Don’t let boredom ruin your puppy’s brain
Your new puppy likely won’t need to fight for food in the wild. That means you’ll need some fun, err, enrichment at home to keep your canine cutie happy, healthy and out of trouble (from boredom).
You’ve taken the first important step to giving your puppy a happy, healthy life by seeing your veterinarian, but medical and preventive care aren’t the only things a new dog needs to thrive. The good news is, veterinary professionals are an excellent resource for ways to keep your puppy physically and mentally healthy.
Enrichment is fun!
Dog ancestors hunted and foraged. Of course, your puppy is dramatically different in many ways from canine ancestors, because domestic dogs have evolved along with humans, but his puppy brain still needs challenges. We call these challenges “enrichment.”
Zoo veterinarians have known for a while now that their animals were much healthier if their environments offered enrichment. You can see polar bears floating with frozen fish or tigers rolling enormous balls. Our dogs, like these animals in captivity, are born to evade predators and find food, but they have their needs met by us in our homes, so we have to give them other interesting things to focus on.

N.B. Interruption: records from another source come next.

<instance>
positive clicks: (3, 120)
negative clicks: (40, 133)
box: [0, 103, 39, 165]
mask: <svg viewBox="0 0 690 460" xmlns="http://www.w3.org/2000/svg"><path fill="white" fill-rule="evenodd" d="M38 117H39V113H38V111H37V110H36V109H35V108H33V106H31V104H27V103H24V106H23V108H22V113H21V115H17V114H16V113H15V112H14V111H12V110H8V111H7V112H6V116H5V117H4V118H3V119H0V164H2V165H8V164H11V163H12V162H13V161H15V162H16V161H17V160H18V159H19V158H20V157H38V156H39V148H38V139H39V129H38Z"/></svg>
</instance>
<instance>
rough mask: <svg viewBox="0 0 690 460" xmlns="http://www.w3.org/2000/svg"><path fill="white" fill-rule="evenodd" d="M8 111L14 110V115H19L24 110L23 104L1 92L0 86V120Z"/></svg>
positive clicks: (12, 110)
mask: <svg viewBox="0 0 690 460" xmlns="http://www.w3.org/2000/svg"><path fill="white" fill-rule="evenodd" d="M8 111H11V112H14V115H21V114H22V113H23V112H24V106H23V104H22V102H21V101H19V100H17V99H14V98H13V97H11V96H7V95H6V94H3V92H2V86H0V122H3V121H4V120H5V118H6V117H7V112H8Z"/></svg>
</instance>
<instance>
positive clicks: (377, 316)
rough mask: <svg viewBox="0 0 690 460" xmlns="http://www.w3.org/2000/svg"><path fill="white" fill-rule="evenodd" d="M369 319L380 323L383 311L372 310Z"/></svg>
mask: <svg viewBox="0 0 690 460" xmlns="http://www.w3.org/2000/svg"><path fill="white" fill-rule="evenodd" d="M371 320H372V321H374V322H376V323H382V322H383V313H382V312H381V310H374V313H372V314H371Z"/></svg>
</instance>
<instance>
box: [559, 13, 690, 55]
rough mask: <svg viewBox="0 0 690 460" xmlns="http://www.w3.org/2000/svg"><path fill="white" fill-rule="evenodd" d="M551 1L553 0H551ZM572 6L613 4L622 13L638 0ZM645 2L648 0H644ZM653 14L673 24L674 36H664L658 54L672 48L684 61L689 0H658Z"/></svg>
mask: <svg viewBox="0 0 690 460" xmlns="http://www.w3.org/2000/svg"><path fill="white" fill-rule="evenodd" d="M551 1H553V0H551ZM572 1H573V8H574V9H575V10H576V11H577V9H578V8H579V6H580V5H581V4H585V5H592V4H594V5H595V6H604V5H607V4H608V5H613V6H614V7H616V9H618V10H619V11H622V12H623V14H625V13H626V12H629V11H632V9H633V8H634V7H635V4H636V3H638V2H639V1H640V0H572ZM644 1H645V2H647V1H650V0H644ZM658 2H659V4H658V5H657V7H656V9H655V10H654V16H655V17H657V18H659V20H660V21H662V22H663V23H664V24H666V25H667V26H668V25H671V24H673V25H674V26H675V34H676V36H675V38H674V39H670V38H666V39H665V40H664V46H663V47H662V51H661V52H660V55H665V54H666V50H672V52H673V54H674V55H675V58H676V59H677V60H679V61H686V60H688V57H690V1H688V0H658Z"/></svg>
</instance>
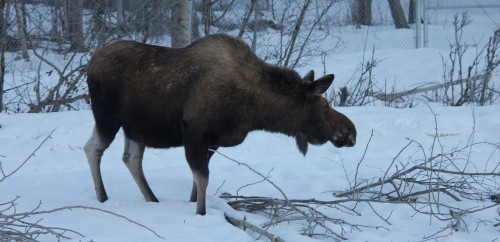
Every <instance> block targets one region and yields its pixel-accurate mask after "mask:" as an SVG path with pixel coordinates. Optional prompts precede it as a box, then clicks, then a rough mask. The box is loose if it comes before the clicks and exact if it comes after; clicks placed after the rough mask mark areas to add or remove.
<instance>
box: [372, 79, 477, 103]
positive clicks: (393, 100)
mask: <svg viewBox="0 0 500 242" xmlns="http://www.w3.org/2000/svg"><path fill="white" fill-rule="evenodd" d="M485 77H486V75H476V76H472V77H470V78H464V79H460V80H456V81H452V82H446V83H439V84H434V85H431V86H427V87H417V88H413V89H411V90H408V91H404V92H397V93H390V94H386V93H378V94H375V95H374V97H375V98H377V99H379V100H381V101H387V102H392V101H394V100H396V99H400V98H402V97H404V96H409V95H414V94H418V93H422V92H428V91H433V90H437V89H441V88H448V87H450V86H454V85H458V84H461V83H464V82H474V81H477V80H481V79H483V78H485Z"/></svg>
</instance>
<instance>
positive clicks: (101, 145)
mask: <svg viewBox="0 0 500 242" xmlns="http://www.w3.org/2000/svg"><path fill="white" fill-rule="evenodd" d="M108 147H109V143H105V142H104V141H103V140H102V139H101V138H100V136H99V133H98V132H97V130H96V128H95V127H94V130H93V131H92V135H91V136H90V139H89V140H88V141H87V143H86V144H85V146H84V150H85V155H86V156H87V161H88V163H89V166H90V172H91V174H92V180H93V181H94V186H95V191H96V195H97V200H99V201H100V202H105V201H106V200H108V196H107V195H106V190H105V189H104V183H103V182H102V176H101V157H102V155H103V154H104V150H106V149H107V148H108Z"/></svg>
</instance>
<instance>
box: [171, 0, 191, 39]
mask: <svg viewBox="0 0 500 242" xmlns="http://www.w3.org/2000/svg"><path fill="white" fill-rule="evenodd" d="M173 3H174V4H173V6H172V19H171V20H172V21H171V22H172V26H171V35H172V36H171V37H172V47H173V48H181V47H185V46H186V45H188V44H189V43H190V42H191V9H192V8H191V6H192V5H191V3H192V2H191V0H174V1H173Z"/></svg>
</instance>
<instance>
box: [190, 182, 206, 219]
mask: <svg viewBox="0 0 500 242" xmlns="http://www.w3.org/2000/svg"><path fill="white" fill-rule="evenodd" d="M193 177H194V182H195V183H196V190H197V199H196V200H197V202H196V214H200V215H205V214H206V205H205V201H206V195H207V187H208V175H203V174H200V173H197V172H195V173H193Z"/></svg>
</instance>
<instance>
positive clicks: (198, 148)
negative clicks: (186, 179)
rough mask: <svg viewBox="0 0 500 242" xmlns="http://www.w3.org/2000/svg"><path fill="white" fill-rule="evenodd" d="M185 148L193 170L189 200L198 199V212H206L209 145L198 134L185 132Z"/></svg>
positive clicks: (188, 158)
mask: <svg viewBox="0 0 500 242" xmlns="http://www.w3.org/2000/svg"><path fill="white" fill-rule="evenodd" d="M184 150H185V152H186V159H187V161H188V164H189V167H190V168H191V172H192V173H193V189H192V190H191V197H190V199H189V201H191V202H195V201H196V214H200V215H205V214H206V205H205V200H206V194H207V187H208V179H209V170H208V160H209V151H208V145H207V144H206V143H205V142H203V141H202V139H200V138H199V137H197V136H191V135H190V134H189V132H185V133H184Z"/></svg>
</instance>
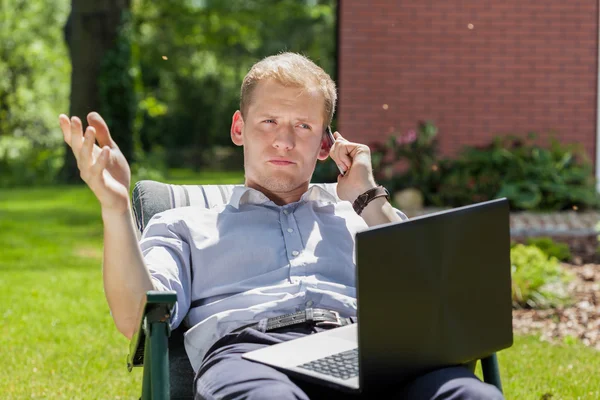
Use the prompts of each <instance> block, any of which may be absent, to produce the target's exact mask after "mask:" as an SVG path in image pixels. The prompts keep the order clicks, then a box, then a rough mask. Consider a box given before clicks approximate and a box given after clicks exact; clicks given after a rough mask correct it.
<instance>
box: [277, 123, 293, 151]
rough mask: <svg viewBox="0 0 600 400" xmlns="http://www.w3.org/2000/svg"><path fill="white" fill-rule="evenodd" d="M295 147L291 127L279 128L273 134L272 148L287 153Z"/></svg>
mask: <svg viewBox="0 0 600 400" xmlns="http://www.w3.org/2000/svg"><path fill="white" fill-rule="evenodd" d="M295 146H296V143H295V137H294V128H293V127H281V128H280V129H277V132H276V133H275V139H274V140H273V147H274V148H276V149H278V150H285V151H289V150H291V149H293V148H294V147H295Z"/></svg>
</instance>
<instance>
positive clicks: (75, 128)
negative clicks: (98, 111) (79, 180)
mask: <svg viewBox="0 0 600 400" xmlns="http://www.w3.org/2000/svg"><path fill="white" fill-rule="evenodd" d="M82 144H83V125H82V123H81V120H80V119H79V118H77V117H71V148H72V149H73V154H74V155H75V157H76V158H78V157H79V153H80V152H81V146H82ZM78 161H79V160H78Z"/></svg>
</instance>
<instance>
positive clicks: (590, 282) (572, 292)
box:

Some fun ways to create interest are toys and games. Even if it’s as simple as hiding treats under blankets or going for a walk outside, anything that makes your pup move and think is good for her. You can hide treats in an empty paper towel roll with the ends twisted (just be prepared to clean up a little mess).
Some of the most fun enrichment toys for you to buy will dispense food rewards as puppies figure them out. They are novel and interesting and can help slow down your puppy’s eating habits too. There are high-tech toys that launch balls for puppies to chase. There are puzzles that puppies must decipher for a food reward. Activity mats are designed to entertain puppies too, with pockets to explore. Some of the mats have thick threads that dogs have to sniff and search through to find their reward. The more senses your dog engages for each activity, the better!
You can harness your pup’s natural curiosity to help her learn and develop normally. Don’t forget, anything that helps keeps your puppy entertained and busy—and not trying to figure out what your shoes taste like. Ask your veterinary team what their favorite enrichment items are or be creative to find ways for your puppy to seek you, find you and get active with you at home. It doesn’t matter what you do, as long as you do it together.